En cuisine, pour s’imposer, la créativité est nécessaire. Ce n’est pas simple car en tant que chef cuisinier, on n’a pas de contact avec les clients. On ne sait pas ce qu’ils attendent. Mais il faut sans cesse innover. À Chartres, en marge du restaurant étoilé Le Grand Monarque, mon associé et moi avons développé des cours de cuisine cinq jours sur sept. Les plats sont variés et nous avons un contact différent avec les personnes. Cette aventure est un renouvellement permanent. Quand on brise la routine, on le regrette rarement.
Jusqu’à 15 ans, je voulais être agriculteur. Mais je ne possédais pas de terre. J’ai donc suivi mon frère jumeau dans une école hôtelière. C’est comme ça que je suis entré en cuisine, tout simplement. Après, il a fallu du travail, mais surtout une bonne dose de risque. En 2009, avec ma brigade, nous avons réussi à décrocher une étoile au guide Michelin. Une consécration. Pourtant, il ne faut pas forcément être le meilleur techniquement pour réussir. Le succès se joue dans l’humain, au travers de la personnalité.
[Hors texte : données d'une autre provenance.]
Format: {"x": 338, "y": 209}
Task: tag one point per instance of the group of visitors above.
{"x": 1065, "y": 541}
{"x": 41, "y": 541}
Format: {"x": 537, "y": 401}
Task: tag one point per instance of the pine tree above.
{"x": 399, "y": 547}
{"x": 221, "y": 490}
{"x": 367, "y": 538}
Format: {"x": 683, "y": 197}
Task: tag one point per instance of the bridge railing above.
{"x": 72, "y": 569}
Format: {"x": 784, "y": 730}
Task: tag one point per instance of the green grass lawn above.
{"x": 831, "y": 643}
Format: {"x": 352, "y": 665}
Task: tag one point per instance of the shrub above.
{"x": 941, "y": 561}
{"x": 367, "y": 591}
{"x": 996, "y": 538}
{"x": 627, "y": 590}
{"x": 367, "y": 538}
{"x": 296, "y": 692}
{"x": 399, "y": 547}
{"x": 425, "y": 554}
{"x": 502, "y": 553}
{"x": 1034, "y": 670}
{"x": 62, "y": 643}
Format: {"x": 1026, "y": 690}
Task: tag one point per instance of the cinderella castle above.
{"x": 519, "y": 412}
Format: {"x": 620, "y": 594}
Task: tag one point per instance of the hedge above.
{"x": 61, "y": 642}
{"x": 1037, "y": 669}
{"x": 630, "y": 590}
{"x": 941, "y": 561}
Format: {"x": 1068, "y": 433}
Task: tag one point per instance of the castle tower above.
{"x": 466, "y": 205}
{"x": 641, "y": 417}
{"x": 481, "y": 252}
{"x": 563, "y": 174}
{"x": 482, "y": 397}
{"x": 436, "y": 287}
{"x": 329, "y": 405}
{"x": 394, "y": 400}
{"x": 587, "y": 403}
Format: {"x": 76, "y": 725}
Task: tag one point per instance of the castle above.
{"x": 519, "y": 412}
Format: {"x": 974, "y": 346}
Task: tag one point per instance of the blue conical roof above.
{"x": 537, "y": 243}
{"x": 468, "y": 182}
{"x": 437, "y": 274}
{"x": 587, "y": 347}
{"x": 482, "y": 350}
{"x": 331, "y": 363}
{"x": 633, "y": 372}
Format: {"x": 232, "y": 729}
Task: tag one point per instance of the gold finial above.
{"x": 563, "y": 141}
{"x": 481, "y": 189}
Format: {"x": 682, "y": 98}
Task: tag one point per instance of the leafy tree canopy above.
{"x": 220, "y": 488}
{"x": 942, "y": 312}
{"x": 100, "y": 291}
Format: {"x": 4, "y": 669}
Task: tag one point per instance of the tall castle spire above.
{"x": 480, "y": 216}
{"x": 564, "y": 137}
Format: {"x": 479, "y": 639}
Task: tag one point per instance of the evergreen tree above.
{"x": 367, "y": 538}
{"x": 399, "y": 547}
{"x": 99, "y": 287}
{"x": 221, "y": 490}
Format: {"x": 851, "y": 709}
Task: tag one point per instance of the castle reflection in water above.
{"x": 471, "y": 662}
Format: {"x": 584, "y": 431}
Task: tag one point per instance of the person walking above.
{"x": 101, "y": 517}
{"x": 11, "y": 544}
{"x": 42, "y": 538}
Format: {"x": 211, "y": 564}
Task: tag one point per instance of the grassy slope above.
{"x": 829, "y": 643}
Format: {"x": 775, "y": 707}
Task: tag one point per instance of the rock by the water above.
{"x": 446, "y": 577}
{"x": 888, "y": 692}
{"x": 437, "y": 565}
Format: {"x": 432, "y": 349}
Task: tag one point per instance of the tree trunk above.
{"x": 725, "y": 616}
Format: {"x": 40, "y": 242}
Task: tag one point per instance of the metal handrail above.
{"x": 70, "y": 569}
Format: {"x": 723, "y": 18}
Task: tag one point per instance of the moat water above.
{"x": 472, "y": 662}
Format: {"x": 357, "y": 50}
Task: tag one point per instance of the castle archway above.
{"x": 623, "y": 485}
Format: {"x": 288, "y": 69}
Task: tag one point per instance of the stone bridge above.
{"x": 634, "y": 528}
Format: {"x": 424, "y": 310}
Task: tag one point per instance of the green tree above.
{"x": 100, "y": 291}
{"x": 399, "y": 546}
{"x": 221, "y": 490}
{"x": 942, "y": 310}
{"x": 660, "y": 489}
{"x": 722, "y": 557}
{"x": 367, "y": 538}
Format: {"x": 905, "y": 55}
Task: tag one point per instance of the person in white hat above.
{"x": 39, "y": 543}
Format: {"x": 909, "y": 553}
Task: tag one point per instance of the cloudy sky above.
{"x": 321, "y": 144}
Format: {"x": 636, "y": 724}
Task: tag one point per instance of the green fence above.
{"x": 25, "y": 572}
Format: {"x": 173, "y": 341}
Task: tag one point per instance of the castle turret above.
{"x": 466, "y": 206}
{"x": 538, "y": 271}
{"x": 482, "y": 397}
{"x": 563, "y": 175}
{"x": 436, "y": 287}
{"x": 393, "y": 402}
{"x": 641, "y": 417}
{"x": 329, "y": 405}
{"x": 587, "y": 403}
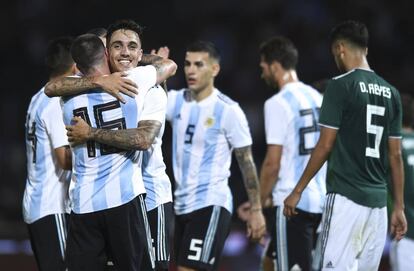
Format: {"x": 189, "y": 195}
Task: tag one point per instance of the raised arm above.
{"x": 256, "y": 225}
{"x": 139, "y": 138}
{"x": 113, "y": 84}
{"x": 398, "y": 220}
{"x": 165, "y": 67}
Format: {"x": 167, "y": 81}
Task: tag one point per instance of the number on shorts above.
{"x": 195, "y": 246}
{"x": 374, "y": 129}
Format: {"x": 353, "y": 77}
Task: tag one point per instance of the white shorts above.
{"x": 353, "y": 236}
{"x": 401, "y": 254}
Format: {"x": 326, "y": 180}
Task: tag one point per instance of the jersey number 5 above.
{"x": 374, "y": 129}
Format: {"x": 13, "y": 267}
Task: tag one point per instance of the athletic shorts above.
{"x": 199, "y": 237}
{"x": 48, "y": 241}
{"x": 292, "y": 240}
{"x": 353, "y": 236}
{"x": 160, "y": 221}
{"x": 121, "y": 232}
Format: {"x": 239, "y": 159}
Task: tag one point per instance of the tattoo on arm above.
{"x": 69, "y": 86}
{"x": 248, "y": 168}
{"x": 139, "y": 138}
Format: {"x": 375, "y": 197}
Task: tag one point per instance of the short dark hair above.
{"x": 126, "y": 24}
{"x": 58, "y": 59}
{"x": 408, "y": 109}
{"x": 87, "y": 51}
{"x": 351, "y": 31}
{"x": 207, "y": 47}
{"x": 99, "y": 31}
{"x": 280, "y": 49}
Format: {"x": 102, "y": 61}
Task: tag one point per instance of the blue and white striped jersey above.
{"x": 204, "y": 135}
{"x": 103, "y": 176}
{"x": 47, "y": 184}
{"x": 156, "y": 181}
{"x": 291, "y": 120}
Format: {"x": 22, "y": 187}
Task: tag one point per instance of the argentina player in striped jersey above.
{"x": 157, "y": 184}
{"x": 45, "y": 201}
{"x": 207, "y": 126}
{"x": 140, "y": 138}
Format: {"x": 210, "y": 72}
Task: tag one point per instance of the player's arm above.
{"x": 165, "y": 67}
{"x": 139, "y": 138}
{"x": 270, "y": 171}
{"x": 64, "y": 157}
{"x": 113, "y": 84}
{"x": 256, "y": 223}
{"x": 398, "y": 221}
{"x": 318, "y": 157}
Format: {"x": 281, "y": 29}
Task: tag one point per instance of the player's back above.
{"x": 47, "y": 183}
{"x": 368, "y": 112}
{"x": 297, "y": 106}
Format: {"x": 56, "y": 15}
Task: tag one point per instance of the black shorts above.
{"x": 121, "y": 232}
{"x": 292, "y": 240}
{"x": 160, "y": 221}
{"x": 199, "y": 237}
{"x": 48, "y": 241}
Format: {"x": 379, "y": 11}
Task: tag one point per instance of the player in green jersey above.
{"x": 360, "y": 137}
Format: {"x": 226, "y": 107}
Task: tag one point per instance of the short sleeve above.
{"x": 155, "y": 104}
{"x": 333, "y": 105}
{"x": 396, "y": 122}
{"x": 144, "y": 76}
{"x": 276, "y": 122}
{"x": 237, "y": 128}
{"x": 54, "y": 125}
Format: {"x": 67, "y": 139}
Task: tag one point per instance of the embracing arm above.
{"x": 140, "y": 138}
{"x": 165, "y": 67}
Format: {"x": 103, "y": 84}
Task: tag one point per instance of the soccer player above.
{"x": 401, "y": 255}
{"x": 157, "y": 183}
{"x": 291, "y": 117}
{"x": 108, "y": 206}
{"x": 360, "y": 135}
{"x": 207, "y": 126}
{"x": 45, "y": 201}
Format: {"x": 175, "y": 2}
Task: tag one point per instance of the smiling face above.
{"x": 124, "y": 50}
{"x": 200, "y": 70}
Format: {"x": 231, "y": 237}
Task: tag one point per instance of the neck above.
{"x": 289, "y": 76}
{"x": 201, "y": 95}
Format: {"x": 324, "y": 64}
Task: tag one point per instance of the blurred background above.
{"x": 236, "y": 27}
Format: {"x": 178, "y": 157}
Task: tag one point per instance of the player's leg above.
{"x": 300, "y": 238}
{"x": 203, "y": 238}
{"x": 48, "y": 240}
{"x": 128, "y": 235}
{"x": 373, "y": 238}
{"x": 160, "y": 220}
{"x": 86, "y": 242}
{"x": 340, "y": 240}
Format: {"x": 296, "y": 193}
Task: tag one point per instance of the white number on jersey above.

Les agriculteurs doivent développer la notion d’entreprendre.
Sortir du moule
Les agriculteurs ont une carte importante à jouer avec le grand public. Les producteurs en circuits courts l’ont bien compris. Ils ont la pêche ! Ils ont réussi à sortir du moule, à se démarquer. Revers de la médaille, ils travaillent énormément. Il faut savoir parfois déléguer les tâches subalternes et se concentrer sur le savoir-faire du producteur.
Il y a vingt ans, je me fournissais chez Métro, le grossiste des restaurants. Je n’avais pas le temps de sortir de ma cuisine. Puis j’ai rencontré un producteur, et deux, et trois, etc. J’ai appris à tisser des liens particuliers avec chacun d’entre eux. En 2008-2009, notre restaurant proposait tout un menu à partir de produits d’Eure-et-Loir.
Jouer collectif
Aujourd’hui nous publions un livre de recettes (1) et nous proposons des cours de cuisine « spécial terroir ». Bientôt, nous publierons un deuxième livre sur les produits de saison… Pourquoi ça fonctionne ? On s’aide mutuellement. Les producteurs ont passé du temps à élaborer les recettes avec moi. Nous avons fait des efforts pour comprendre le métier de l’autre. Il est nécessaire de ne pas rester dans son monde et de s’ouvrir.
Dans un certain sens, la crise peut avoir des vertus. Elle nous montre qu’il est primordial de jouer collectif. En grandes cultures aussi, il est possible d’innover en se diversifiant, en produisant autrement, en inventant un nouveau conditionnement… L’essentiel est d’aller vers l’autre.
(1) 50 recettes de terroir en Eure-et-Loir, de Laurent Clément, Cuisine d’auteurs, 2016, 25 €.